APEIROGON
PAR COLUM MCCANN. TRAD. DE L’ANGLAIS (IRLANDE) PAR CLÉMENT BAUDE. BELFOND, 512 P., 23 €.
Avec Apeirogon, l’Irlandais Colum McCann fait preuve une fois de plus de sa belle sensibilité et de son incroyable érudition. L’auteur d’Et que le vaste monde poursuive sa course folle et de Transatlantic entraîne ici ses lecteurs au Proche-Orient, sur fond de conflit israélo-palestinien. Enfant de Dublin, né en 1965 et familier des checkpoints entre les deux Irlandes, McCann arpente la Cisjordanie avec le coeur. Ses deux héros ont tout pour se détester. Le premier, Rami Elhanan, est israélien, le second, Bassam Aramin, palestinien. Rami a perdu sa fille, Smadar, 13 ans, dans un attentat-suicide en 1997 ; Bassam a perdu la sienne, Abir, 10 ans, en 2007, foudroyée sur le chemin de l’école par une balle tirée par un garde-frontière israélien. Mais si leurs camps sont opposés, les deux hommes vont se rapprocher et, bientôt, « comprendre qu’ils se serviraient de la force de leur chagrin comme d’une arme », envers et contre tout, notamment leurs propres communautés.

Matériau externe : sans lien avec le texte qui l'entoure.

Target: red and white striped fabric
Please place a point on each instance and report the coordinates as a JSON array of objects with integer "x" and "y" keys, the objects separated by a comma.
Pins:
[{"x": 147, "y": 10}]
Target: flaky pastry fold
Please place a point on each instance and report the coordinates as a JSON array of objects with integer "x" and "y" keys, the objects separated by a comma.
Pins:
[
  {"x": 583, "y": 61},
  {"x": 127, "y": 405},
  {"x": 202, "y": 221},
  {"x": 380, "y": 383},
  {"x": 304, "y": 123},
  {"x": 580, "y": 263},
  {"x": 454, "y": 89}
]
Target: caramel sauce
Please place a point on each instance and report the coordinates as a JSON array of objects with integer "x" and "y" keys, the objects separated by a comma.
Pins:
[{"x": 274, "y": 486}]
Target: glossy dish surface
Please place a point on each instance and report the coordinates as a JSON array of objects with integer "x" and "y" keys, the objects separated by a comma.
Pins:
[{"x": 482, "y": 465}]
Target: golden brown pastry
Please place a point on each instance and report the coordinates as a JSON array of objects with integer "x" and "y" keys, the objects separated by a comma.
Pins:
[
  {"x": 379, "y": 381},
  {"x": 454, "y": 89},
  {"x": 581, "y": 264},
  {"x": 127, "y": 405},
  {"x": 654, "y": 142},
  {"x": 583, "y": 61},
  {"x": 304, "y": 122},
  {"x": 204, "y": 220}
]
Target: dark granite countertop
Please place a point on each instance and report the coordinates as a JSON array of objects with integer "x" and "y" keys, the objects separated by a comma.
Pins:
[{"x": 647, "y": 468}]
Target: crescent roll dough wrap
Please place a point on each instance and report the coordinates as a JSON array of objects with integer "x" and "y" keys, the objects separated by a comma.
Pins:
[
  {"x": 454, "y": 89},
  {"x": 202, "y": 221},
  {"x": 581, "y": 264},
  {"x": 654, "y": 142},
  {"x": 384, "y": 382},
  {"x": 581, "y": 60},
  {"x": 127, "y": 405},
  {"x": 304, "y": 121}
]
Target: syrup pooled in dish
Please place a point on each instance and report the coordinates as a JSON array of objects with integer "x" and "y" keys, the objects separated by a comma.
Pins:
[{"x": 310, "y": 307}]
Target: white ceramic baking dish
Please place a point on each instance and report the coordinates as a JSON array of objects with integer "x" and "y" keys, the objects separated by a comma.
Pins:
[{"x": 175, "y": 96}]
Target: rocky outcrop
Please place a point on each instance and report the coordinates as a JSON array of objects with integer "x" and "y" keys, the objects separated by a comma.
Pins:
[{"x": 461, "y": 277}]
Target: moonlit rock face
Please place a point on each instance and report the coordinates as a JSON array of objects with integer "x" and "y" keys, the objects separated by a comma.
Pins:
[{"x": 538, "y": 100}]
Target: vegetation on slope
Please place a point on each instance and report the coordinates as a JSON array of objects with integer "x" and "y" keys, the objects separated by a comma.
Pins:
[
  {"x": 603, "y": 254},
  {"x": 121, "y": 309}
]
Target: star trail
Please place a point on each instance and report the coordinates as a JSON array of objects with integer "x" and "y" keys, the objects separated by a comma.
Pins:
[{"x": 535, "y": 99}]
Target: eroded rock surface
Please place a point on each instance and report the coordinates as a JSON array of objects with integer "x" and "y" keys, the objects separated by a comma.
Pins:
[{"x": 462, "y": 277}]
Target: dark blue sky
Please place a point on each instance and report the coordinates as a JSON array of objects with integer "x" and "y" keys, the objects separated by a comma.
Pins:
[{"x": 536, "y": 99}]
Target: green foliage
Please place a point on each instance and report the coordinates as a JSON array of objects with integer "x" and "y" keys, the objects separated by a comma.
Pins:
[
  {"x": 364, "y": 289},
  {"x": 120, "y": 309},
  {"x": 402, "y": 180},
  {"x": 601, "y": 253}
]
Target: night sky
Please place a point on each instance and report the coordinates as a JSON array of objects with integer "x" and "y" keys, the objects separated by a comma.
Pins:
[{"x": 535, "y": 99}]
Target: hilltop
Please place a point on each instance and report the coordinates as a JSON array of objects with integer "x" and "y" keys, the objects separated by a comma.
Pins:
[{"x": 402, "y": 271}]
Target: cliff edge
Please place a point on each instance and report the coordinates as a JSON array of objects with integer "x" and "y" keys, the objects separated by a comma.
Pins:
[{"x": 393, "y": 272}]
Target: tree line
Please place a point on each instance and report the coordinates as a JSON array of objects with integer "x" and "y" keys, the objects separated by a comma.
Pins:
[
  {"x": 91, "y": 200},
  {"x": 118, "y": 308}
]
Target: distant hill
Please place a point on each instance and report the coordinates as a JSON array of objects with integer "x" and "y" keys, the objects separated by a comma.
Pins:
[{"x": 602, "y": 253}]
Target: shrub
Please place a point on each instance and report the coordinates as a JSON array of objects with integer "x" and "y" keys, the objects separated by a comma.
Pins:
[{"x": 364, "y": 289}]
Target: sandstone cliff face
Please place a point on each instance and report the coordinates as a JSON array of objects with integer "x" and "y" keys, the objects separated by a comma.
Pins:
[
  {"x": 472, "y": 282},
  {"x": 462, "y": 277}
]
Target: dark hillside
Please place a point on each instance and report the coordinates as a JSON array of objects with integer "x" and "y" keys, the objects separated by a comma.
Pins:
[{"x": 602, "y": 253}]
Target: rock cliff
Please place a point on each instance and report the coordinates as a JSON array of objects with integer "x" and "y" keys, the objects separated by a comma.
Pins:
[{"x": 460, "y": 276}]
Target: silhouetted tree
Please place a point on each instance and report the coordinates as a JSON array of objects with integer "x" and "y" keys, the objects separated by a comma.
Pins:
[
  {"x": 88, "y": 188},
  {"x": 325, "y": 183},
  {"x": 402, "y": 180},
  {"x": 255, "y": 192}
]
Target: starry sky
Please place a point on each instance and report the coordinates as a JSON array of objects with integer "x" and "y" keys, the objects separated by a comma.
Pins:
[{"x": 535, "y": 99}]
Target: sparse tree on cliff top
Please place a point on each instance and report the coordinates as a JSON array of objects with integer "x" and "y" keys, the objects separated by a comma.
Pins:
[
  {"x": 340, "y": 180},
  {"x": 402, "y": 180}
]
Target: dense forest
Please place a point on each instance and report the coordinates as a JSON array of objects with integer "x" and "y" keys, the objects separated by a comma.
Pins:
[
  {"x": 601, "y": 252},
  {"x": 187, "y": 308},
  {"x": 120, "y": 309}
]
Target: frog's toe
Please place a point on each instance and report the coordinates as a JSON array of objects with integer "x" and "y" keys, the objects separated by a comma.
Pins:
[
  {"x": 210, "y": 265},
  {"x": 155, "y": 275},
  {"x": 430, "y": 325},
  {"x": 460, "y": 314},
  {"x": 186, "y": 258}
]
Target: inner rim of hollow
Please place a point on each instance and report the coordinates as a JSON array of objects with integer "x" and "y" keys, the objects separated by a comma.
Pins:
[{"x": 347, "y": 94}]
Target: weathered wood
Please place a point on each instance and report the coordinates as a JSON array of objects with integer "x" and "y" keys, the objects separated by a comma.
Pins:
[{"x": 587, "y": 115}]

Ecrit en courts paragraphes, entremêlant anecdotes, drames et envolées poétiques, Apeirogon (figure géométrique au nombre infini de côtés) émeut et instruit tout à la fois. Faisant preuve d’une maîtrise époustouflante, Colum McCann compose un puzzle envoûtant, alternant en spirale les séquences (l’emprisonnement de Bassam, à 17 ans, les conférences tous azimuts des membres des Combattants pour la paix, et du Cercle des parents, l’enfer des barrages, l’Holocauste) et creusant sans relâche les circonstances des meurtres des fillettes. Ici ou là surgissent aussi les ombres de Borges, Freud, Kosinski, Picasso, Philippe Petit… Acheté par Spielberg, lauréat du prix du meilleur livre étranger 2020, Apeirogon force l’admiration.